C’est une trilogie qui a le Nil pour cadre, Joseph Cotten en est le
narrateur. La première histoire raconte l’idylle tumultueuse et non
sans danger entre un artiste de cirque lanceur de couteaux et sa
maîtresse. Lorsque la femme du lanceur de couteaux, apprend la liaison
de son mari, elle lui impose un ultimatum qui suppose la mort de sa
rivale. La seconde histoire voit une caravane en route pour la Mecque
touchée par le choléra. On attend du chef qu’il assume la situation et
qu’il prenne les bonnes décisions. Dans la dernière histoire, deux
artistes américains arnaqueurs tentent de revendre des hosties. En
réalité, l’un d’entre eux a l’intention d’utiliser le pain sacré pour
faire sortir du pays des diamants en contrebande.
Victor Stoloff a produit le film « THE LONE JOURNEY » dont il a écrit
le scénario, et assuré la mise en scène. Le film a été tourné dans
divers endroit autour du monde avec Peter Townsend et distribué par
Pathé.
 |
Victor Stoloff a écrit le scénario
de « VOLCANO » pour Anna Magnani. Avec Robert Hill, il a co-écrit
« SHARK REEF” pour Roger Corman.
En 1963, il a écrit et produit “OF LOVE AND DESIRE", distributé
par la 20th Century-Fox, et en 1966, "INTIMACY" pour la Warner.
Pour ABC Pictures, Victor Stoloff a écrit, produit et réalisé en
1971 "THE THREE-HUNDRED YEAR WEEKEND".
Il s’agit d’un drame prenant et plein d’émotion : une dizaine de
personnes se trouvent engagées pour une intense session de trois
jours de thérapie de groupe. L’histoire est basée sur des faits
réels. |
 |
Victor Stoloff fut lié pour deux ans avec la Stafford
Productions, durant lesquels il écrivit l’histoire originale du film "
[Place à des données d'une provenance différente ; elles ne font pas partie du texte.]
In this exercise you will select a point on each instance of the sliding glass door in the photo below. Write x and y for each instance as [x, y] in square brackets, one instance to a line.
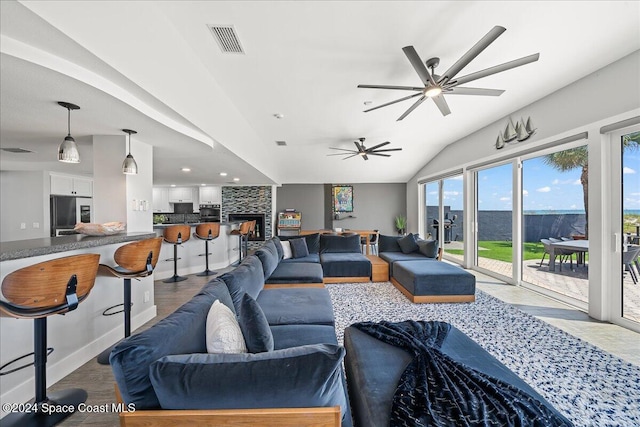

ECHAPPE DE SOBIBOR," et monta la production du film à gros budget de
Moshé Mizrahi, "CHILDREN AT WAR," dont le scénario est de Abby Mann.
Il écrivit et réalisa "ISRAEL IS REAL", à propos de la guerre des six
jours de 1967 pour la ZDF-TV (Allemagne). De sa collaboration avec
Aram Khatchatourian, Stoloff produisit un film dans l’ancienne Union
Soviétique autour du compositeur du ballet "GAYANE," et de la fameuse
"Danse du Sabre", utilisant pas moins de six caméras Panavision.
 |
Il produisit et réalisa en 1977,
"THE WASHINGTON AFFAIR," lançant ainsi Tom Selleck. Le film fut
acheté pour la télévision par Viacom. Il s’agit d’un homme
d’affaire impitoyable et sans scrupules (Barry Sullivan), qui
recourt au chantage pour tenter de corrompre un agent du
gouvernement (Tom Selleck - sorte de galop d’essai annonciateur de
la série Magnum).
Parmi les séries télévises créées par Stoloff, on peut citer,
“PSYCHODRAME” et “ CHEVROLET THEATRE” (avec Michael Moriarty),
diffusées aux heures de grande audience aux USA.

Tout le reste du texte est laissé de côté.